Private or mom-and-pop type drillers, commonly running one or two rigs, accounted for up to two-thirds of the rig count increase, analysts said, which came after U.S. crude futures topped the key $50 mark that spurred producers to return.
Even though U.S. prices have mostly languished in the mid $40s since June, the rig count continued to climb in the longest streak without a cut in two years, but the rate of increases has slowed over the last month.
“Given oil’s move from $50 to $45, this likely hit the cash flows of the private operators who have added a large portion of the rigs,” said James West, senior managing director and partner at Evercore ISI, a U.S. investment banking advisory.
He said those drillers may “choose to conserve capital,” forcing them to drop rigs.
The proposed production curbs by the Organization of the Petroleum Exporting Countries (OPEC) has boosted U.S. crude prices about 8 percent this week to around $48, with futures for 2017 trading above $51 and 2018 futures at over $53.

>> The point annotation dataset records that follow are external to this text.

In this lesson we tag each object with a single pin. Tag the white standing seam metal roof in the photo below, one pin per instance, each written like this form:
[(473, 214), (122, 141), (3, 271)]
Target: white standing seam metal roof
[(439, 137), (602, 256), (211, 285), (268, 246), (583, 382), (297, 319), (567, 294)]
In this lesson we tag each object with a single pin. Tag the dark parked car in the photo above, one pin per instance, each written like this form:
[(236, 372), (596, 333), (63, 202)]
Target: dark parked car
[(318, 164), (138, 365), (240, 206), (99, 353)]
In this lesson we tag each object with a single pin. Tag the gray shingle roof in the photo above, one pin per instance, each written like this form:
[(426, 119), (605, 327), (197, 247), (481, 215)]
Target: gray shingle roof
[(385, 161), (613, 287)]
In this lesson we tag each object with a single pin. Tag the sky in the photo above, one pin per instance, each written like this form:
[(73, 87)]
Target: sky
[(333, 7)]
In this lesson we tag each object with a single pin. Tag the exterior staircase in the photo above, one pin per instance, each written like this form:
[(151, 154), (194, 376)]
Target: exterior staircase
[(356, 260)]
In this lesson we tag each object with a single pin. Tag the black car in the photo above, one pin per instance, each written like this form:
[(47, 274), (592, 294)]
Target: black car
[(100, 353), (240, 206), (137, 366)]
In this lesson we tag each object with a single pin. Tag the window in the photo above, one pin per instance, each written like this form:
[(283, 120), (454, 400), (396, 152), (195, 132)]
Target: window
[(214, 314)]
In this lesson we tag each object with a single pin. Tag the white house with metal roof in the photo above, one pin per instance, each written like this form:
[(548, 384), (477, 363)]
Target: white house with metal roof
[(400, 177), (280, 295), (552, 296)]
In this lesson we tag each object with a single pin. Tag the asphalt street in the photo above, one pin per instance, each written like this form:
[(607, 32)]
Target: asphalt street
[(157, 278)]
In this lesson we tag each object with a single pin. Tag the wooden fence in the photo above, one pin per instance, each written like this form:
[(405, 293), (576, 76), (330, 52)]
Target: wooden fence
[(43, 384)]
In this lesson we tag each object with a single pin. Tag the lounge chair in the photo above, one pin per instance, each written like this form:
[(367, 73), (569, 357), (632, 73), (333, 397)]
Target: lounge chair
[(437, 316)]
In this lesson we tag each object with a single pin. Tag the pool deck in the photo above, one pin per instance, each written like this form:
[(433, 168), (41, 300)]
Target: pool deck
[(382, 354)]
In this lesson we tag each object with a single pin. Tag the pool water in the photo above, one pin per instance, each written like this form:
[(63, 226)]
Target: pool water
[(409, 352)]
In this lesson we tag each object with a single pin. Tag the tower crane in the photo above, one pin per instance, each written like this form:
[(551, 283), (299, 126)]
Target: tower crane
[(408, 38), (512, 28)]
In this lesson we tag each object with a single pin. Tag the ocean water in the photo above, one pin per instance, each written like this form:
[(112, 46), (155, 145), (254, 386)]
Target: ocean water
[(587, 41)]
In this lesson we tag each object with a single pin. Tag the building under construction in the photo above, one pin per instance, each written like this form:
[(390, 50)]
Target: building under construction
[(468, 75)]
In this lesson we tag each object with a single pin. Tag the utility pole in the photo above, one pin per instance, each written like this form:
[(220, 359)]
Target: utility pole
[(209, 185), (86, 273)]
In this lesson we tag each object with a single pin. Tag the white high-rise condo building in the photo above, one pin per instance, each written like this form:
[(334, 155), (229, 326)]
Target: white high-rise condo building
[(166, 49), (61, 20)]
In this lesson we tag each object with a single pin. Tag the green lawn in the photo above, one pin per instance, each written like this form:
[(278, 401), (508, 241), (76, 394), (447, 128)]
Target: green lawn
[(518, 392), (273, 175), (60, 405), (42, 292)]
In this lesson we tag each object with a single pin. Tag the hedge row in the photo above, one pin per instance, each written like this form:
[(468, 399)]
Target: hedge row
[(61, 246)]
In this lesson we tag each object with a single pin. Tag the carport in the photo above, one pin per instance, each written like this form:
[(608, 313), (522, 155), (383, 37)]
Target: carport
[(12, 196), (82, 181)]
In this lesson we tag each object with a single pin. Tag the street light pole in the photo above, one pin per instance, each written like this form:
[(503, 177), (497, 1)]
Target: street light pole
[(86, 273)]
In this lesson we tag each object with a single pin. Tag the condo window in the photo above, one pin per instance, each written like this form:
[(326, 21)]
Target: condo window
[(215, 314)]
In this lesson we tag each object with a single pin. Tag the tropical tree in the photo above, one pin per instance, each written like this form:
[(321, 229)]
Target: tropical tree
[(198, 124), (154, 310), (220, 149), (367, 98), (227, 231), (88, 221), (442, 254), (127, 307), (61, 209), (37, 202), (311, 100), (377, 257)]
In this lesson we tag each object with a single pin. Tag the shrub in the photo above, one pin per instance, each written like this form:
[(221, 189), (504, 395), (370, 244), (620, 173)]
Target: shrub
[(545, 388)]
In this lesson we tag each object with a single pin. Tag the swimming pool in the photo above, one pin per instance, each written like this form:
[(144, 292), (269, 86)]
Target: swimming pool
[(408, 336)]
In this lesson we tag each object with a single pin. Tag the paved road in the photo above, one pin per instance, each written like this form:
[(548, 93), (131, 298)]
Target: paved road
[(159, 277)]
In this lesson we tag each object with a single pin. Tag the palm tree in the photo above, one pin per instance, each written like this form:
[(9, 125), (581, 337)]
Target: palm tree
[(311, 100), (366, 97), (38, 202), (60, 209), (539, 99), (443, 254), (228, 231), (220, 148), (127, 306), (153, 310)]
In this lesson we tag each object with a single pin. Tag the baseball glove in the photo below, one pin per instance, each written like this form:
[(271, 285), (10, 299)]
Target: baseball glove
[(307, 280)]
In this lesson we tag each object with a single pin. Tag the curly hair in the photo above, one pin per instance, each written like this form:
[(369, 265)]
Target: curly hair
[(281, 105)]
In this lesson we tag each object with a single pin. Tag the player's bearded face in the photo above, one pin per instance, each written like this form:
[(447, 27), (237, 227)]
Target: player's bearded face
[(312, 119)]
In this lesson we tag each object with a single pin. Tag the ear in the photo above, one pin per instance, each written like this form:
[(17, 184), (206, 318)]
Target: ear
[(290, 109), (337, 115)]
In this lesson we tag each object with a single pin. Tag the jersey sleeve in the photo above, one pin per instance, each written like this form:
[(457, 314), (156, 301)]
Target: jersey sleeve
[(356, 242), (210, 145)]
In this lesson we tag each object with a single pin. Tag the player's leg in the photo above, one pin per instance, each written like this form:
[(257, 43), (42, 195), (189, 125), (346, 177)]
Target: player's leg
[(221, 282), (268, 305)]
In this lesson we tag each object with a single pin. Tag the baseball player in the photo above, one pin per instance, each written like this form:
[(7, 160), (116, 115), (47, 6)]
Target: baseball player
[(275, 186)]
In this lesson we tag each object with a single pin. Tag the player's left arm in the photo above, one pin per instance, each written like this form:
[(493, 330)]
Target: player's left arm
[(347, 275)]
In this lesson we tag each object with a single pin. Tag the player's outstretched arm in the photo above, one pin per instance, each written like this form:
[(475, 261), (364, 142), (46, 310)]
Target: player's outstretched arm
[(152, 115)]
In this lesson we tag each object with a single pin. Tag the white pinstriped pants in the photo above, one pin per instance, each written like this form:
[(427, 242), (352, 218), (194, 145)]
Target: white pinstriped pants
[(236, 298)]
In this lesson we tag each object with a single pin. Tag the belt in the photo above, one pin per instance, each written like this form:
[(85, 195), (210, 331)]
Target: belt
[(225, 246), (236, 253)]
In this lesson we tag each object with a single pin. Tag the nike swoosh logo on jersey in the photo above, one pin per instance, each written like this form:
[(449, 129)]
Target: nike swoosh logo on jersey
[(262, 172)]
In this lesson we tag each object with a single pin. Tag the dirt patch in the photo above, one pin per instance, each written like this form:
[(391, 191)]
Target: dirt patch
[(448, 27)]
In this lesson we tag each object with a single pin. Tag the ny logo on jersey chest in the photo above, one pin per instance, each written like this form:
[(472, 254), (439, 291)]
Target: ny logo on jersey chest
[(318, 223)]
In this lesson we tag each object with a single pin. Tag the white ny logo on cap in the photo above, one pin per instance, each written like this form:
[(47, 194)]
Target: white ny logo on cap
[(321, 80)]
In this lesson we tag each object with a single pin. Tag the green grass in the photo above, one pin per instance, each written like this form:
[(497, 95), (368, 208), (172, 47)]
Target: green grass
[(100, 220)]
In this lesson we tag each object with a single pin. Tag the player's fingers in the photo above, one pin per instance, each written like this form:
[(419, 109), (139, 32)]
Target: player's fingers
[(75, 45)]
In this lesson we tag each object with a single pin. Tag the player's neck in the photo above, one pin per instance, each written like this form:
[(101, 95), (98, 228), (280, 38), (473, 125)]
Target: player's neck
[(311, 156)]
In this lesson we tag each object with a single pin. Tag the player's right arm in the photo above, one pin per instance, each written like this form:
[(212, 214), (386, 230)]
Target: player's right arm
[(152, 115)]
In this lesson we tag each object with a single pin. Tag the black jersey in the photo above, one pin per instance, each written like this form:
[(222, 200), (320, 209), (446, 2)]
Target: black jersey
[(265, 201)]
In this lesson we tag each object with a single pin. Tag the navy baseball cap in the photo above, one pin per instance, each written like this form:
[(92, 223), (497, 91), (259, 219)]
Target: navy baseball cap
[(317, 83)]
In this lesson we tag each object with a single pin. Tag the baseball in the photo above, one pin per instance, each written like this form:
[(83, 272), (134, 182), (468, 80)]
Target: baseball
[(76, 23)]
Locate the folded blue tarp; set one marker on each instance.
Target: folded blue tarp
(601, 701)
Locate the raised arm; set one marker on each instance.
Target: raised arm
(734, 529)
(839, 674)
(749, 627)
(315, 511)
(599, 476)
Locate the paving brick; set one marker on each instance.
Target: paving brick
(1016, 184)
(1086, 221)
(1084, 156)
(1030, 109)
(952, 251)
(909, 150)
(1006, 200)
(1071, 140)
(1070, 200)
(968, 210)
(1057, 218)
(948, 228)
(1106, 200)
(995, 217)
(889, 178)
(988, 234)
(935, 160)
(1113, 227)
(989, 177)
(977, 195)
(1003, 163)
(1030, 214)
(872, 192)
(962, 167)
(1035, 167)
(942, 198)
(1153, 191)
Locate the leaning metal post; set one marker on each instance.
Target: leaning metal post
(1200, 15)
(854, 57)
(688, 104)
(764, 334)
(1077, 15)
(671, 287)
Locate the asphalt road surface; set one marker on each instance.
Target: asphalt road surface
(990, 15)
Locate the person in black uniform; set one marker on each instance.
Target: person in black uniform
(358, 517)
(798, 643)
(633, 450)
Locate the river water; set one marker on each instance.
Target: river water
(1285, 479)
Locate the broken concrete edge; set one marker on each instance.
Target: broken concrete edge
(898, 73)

With the higher prices, analysts said larger drilling firms, such as Anadarko Petroleum Corp, Southwestern Energy Co and WPX Energy Inc, will likely follow through on longer-term plans to put more rigs into operation.
“Mid to larger companies are looking to add rigs,” said Trey Cowan, senior industry analyst at Platts RigData, a forecasting unit of S&P Global Platts.
“If prices hold around $45, those guys would more than make up for seasonal declines we usually see in the fourth quarter and any losses you may see from smaller operators,” Cowan told Reuters before OPEC’s announcement on Wednesday.
Platts RigData, which makes rig count projections, expects U.S. oil and gas land rig counts to rise from an average of 449 in 2016 to 579 in 2017.